I haven’t been with “Breaking Bad” since the beginning, and I sincerely envy every viewer who has been. But my journey with Walt and Jesse, even if it only lasted for 10 months, was amazing. Everything about the show is fantastic: the writing is superb, the characters are wonderfully developed and I never felt bored. Not even once.
No matter what the future of storytelling is, whether it is solely on the internet or on our phones, “Breaking Bad” is a feat in storytelling on television. Every plot twist that unravelled, every character that broke your heart. The show evolved, and within it so did the characters. It all seemed real.

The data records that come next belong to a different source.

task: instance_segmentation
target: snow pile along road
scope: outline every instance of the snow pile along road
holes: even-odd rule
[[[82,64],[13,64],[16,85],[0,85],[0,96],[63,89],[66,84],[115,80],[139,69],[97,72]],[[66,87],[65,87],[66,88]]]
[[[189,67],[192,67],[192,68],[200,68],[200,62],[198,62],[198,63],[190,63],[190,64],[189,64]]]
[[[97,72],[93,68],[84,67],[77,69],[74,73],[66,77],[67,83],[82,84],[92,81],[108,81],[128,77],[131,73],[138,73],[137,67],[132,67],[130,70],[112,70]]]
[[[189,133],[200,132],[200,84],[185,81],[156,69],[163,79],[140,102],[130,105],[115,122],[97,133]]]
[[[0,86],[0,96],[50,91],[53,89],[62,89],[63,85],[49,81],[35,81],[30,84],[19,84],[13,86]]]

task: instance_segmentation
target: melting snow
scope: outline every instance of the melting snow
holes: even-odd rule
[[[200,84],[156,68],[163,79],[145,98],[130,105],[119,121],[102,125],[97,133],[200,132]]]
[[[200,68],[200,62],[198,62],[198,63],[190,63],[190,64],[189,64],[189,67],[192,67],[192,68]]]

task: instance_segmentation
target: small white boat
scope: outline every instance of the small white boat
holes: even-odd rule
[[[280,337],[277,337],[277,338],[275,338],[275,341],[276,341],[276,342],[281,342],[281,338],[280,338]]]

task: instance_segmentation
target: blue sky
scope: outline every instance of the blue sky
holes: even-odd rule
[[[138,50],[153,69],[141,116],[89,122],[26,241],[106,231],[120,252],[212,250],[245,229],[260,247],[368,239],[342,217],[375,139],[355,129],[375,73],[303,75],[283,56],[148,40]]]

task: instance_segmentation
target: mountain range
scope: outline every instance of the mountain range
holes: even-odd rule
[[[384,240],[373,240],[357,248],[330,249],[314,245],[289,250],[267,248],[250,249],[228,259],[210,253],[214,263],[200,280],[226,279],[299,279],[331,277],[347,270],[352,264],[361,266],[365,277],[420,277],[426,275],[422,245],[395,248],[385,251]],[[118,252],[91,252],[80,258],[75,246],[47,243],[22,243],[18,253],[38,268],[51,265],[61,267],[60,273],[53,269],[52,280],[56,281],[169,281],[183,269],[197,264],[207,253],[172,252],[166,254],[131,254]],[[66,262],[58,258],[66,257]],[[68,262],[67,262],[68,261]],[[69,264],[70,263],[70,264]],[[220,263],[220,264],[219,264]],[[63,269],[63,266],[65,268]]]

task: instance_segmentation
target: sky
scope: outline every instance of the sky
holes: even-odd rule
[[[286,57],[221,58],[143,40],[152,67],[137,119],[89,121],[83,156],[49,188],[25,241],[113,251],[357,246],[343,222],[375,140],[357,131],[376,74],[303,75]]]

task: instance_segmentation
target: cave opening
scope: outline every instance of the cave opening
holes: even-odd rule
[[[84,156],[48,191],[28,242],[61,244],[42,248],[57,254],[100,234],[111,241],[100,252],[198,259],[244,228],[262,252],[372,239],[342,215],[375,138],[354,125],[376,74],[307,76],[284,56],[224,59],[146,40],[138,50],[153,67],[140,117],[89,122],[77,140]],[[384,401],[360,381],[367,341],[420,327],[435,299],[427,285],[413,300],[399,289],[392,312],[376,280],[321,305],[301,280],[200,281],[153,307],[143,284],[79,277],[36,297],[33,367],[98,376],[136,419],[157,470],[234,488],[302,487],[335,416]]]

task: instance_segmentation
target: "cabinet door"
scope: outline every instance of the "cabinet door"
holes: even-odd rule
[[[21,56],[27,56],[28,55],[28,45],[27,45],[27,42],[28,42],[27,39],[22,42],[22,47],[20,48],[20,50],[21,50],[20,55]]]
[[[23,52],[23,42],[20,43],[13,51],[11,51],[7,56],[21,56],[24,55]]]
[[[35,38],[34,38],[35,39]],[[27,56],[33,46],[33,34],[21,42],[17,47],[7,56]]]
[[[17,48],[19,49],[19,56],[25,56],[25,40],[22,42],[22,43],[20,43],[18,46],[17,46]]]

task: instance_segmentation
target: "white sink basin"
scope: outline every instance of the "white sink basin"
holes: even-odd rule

In the beginning you have Walt, a mousy chemistry teacher, who transforms into a tyrannical meth king. And by the end, you can’t even be certain whether that’s even the same person. You’re rooting for Jesse, his meth partner, and hating on Walt’s wife, Skyler, who used to be a practical housewife and then began laundering his meth money. “Breaking Bad” could change what you think about people and why you think it, and it made you question what makes a good person “good,” or a bad person “bad.” And that is truly remarkable.
So I commend you, Vince Gilligan. Every episode was fantastic, and unsurprisingly so. In the years to come, as we see the ends of “Mad Men” and “Game of Thrones,” it will be extremely difficult to replicate the kind of perfect ending “Breaking Bad” had. The end of “Breaking Bad” is the end of an era, and one that I will greatly miss. Farewell, Walt and Jesse.